We’re using the Kubernetes runner version 1.0.0-rc.2
In one of our repos, the log output is viewable while the step is running, but when the step fails, after it finishes the logs are not viewable anymore, which makes it hard to know what went wrong:
This does not happen on any of our other repos (they use the same Drone runner in the same Kubernetes cluster), it makes me wonder if it could be caused by the rather larger log output in the repo where we are seeing that failure.
Oh, that’s odd!! We seem to have that EXACT SAME problem too!!!
Haha, anyways, some additional context: (I work with Adrien above in the DevOps team.)
Here is a synopsis of my findings research on this issue to date:
During build time, I am witnessing how I can watch the logs of the build run that fails in either WEBUI or Kubernetes cluster. I can also tail the logs from the container while it is running. We could stream this somewhere, so there is no reason it gets lost. These containers are indeed producing records while they are working.
However, something odd occurs to the container (within the Job pod), making the logs missing for the failed stage, leading to the UI image posted above. Those logs for the failed build are nowhere to be seen, not in the WebUI, not in the container, and cannot be found.
Now here is how my Kube runner config is set up:
DRONE_RPC_HOST: <correctly mapped to drone service>
DRONE_RPC_SECRET: <yes, the secrets - and non-failing tasks show logs>
I did see previous conversations on this forum about similar issues, such as:
Some of those links are old and to the old drone.io discourse forum before the Drone’s acquisition by Harness.io. So they are not all current.
Much more recently, I found a thread indicating a particular drone runner image was faulty:
I looked at the drone/drone-Kubernetes-runner we were running and bumped it by 1 version to 1.0.0-rc.2, which was released in October 2021, two months after the supposed updated container fixed the issue.
The issue remained, so if it’s the runner container, both 1.0.0 rc1 and rc2 are affected!
Updating the runner- This did not fix our issue.
The bug report that I believe most closely resembles our issue is this post here: (Logs go missing after fail):
The report is from July 2020. During this conversation, the Drone team modified the runner image for the bug reporter to introduce the following configuration flags: DRONE_FEATURE_FLAG_RETRY_LOGS=true , DRONE_FEATURE_FLAG_DELAYED_DELETE=true, DRONE_FEATURE_FLAG_DISABLE_DELETE=true
Which are described by @bradrydzewski in this post: Kubernetes runner intermittently fails steps - #7 by bradrydzewski - but unfortunately are not referenced in the drone documentation.
Hoping this would fix our problem, I proposed to a senior colleague to try these flags in our dev environment.

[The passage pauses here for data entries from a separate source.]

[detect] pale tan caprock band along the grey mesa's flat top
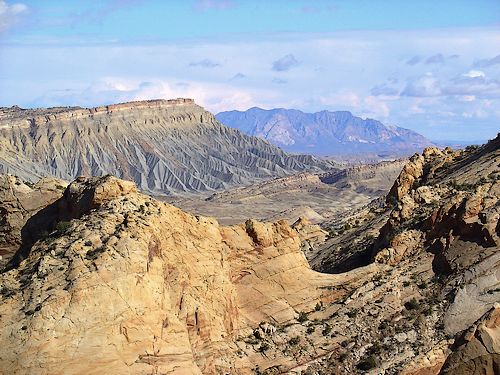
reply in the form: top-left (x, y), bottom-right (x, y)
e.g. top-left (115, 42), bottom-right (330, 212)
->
top-left (0, 98), bottom-right (202, 127)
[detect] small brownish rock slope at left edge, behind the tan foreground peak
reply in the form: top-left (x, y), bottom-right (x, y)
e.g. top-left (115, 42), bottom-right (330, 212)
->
top-left (0, 175), bottom-right (67, 264)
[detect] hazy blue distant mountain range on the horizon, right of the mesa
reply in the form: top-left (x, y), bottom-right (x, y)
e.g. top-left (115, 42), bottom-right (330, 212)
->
top-left (216, 107), bottom-right (432, 156)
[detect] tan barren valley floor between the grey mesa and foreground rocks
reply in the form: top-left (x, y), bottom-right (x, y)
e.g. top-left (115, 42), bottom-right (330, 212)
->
top-left (169, 160), bottom-right (406, 224)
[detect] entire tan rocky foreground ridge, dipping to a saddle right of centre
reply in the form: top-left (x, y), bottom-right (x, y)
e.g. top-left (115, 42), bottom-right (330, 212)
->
top-left (0, 134), bottom-right (500, 374)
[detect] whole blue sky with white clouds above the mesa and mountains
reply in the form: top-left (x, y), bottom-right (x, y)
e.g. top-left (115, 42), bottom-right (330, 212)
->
top-left (0, 0), bottom-right (500, 141)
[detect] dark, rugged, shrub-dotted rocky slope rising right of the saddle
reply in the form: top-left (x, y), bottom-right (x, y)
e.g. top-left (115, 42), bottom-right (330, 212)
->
top-left (302, 137), bottom-right (500, 375)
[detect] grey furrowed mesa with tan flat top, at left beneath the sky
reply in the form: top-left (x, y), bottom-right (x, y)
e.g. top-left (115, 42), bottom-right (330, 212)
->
top-left (0, 99), bottom-right (332, 194)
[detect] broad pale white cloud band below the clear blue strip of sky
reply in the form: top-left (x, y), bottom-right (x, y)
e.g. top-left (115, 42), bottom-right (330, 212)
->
top-left (0, 28), bottom-right (500, 138)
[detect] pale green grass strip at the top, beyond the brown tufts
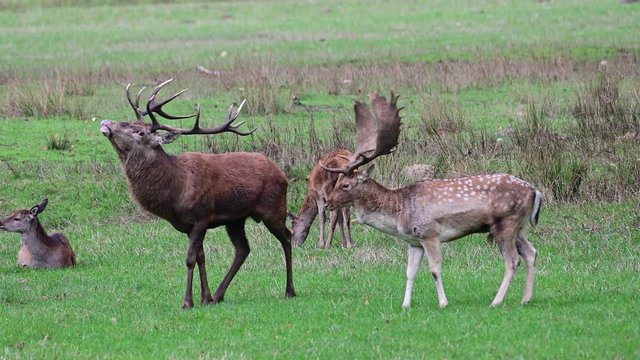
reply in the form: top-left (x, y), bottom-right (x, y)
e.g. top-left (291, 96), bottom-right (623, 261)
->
top-left (0, 0), bottom-right (640, 71)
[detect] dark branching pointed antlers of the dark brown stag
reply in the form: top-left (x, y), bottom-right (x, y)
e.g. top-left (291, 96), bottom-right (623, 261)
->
top-left (126, 79), bottom-right (256, 136)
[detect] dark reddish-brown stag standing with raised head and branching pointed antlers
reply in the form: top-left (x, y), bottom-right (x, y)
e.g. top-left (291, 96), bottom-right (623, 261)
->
top-left (100, 79), bottom-right (296, 308)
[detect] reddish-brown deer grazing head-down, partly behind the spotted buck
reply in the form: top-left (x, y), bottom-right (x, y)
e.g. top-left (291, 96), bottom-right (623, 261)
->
top-left (291, 149), bottom-right (353, 249)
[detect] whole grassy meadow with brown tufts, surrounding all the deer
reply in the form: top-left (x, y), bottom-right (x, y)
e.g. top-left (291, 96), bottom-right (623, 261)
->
top-left (0, 0), bottom-right (640, 359)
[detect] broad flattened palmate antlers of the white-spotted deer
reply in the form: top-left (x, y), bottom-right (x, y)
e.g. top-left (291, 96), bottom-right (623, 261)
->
top-left (320, 92), bottom-right (402, 175)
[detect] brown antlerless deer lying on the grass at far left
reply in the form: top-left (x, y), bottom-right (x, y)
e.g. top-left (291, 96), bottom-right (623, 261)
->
top-left (0, 199), bottom-right (76, 268)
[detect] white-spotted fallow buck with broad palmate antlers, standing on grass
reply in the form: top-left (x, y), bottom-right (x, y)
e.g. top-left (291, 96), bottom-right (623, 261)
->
top-left (323, 93), bottom-right (542, 308)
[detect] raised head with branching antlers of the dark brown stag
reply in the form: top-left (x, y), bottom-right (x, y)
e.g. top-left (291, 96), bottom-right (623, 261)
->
top-left (100, 79), bottom-right (255, 157)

We discovered that Drone had removed these flags from recent drone-runner images when conducting our due diligence.
(This may explain why they are not documented anywhere, My guess is this patch was intended to be for a short time to help identify the single user’s issue? ) - so, this fix is also not an option.
Other configurations steps have suggested I enable DRONE_DEBUG, RPC configuration, dump HTTP configuration and others, WHich you can see I already have enabled above.
One particular ray of hope I found was a user who reported that this problem resolved itself when they modified their Kubernetes drone pipelines to use a docker pipeline instead:
with no other changes. - this seemed to resolve the issue for that user, but I have not tested it.
What holds me back from suggesting this is that it would result in a docker-in-docker running on Kubernetes build flow and be less resource-efficient as multiple pods would spin up for each build job, starving us of resources.
I am sharing this here in case others are looking for a “Quick & Dirty Fix”
As Enterprise customers of both harness.io & drone.io, I work hard to keep our engineers happy and satisfied with the tools we give them. we introduced drone enterprise to use the drone Kubernetes runners, so if we need to use the docker plugins, that’s open-source. So we might not need to pay for the drone licence?
If that is the case, I can mention that the fix is not to use some enterprise features, but I’m hoping there is a better solution. My superiors told me we licenced drones to use Kubernetes runners, which seemed logical at the time.
However, it is critically essential that devs see when their builds failed and why they failed, right there in the UI. - Perhaps more critical than using the Kubernetes runner, as otherwise, this takes up infra time helping the engineers.
As an alternative, seeing as I can tail logs in real-time during the build, I may put in place some operators to collect these logs and transport them to Loki/Grafana off-cluster. But that would mean dev’s need to use two web UI’s and might prefer to use grafana instead for all logging!
Again, building an alternative logging platform to overcome the lack of failed logs in the WebUI is more engineering time, which we hope to avoid.
Please help us with a better solution. We cannot understand why the build logs are disappearing!